Bruxelles l’altro giorno ha deciso di imporre all’Italia l’aumento dal 4 al 10 per cento dell’aliquota Iva sull’ingrediente più amato dai genovesi e conosciuto in tutto il mondo per il pesto.

Si tratta di una “forzatura” che andrà a danneggiare la Liguria, ma i nostri rappresentanti al parlamento europeo non sono stati in grado di difendere gli interessi locali. E finora la Regione Liguria non ha mosso un dito per arginare il nuovo caso di ingiustizia.
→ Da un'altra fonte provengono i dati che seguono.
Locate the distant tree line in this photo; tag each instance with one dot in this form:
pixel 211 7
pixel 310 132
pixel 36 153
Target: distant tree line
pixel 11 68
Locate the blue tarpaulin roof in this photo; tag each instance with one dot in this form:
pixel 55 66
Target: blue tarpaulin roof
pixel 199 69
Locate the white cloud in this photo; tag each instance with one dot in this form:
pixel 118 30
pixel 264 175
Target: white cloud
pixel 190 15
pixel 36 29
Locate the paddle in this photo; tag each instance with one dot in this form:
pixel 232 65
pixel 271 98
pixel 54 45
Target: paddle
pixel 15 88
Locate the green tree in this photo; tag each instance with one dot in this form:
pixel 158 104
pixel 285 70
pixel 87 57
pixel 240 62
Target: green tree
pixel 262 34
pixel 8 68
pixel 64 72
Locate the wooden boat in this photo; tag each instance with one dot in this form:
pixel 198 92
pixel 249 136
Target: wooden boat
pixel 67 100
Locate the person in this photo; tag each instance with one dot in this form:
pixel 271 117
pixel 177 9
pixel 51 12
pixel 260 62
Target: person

In sostanza, con questi provvedimenti di “razzismo economico” all’incontrario, si andranno ad aiutare i tunisini e a penalizzare i liguri, abbandonati a se stessi.

Secondo la tecnocrazia che regna oggi a Bruxelles, l’aumento dell’Iva per il basilico è necessario per chiudere il contenzioso di una procedura d’infrazione aperta dalla commissione europea e riguarda anche la salvia e il rosmarino. Nel caso specifico, era coinvolto pure l’origano, per il quale il legislatore italiano si sarebbe dimenticato di abbassare la percentuale dell’Iva.

Ma perché non tenere bassa la tassazione per tutti gli ingredienti e prodotti tipici, evitando l’invasione dell’olio tunisino a dazio zero?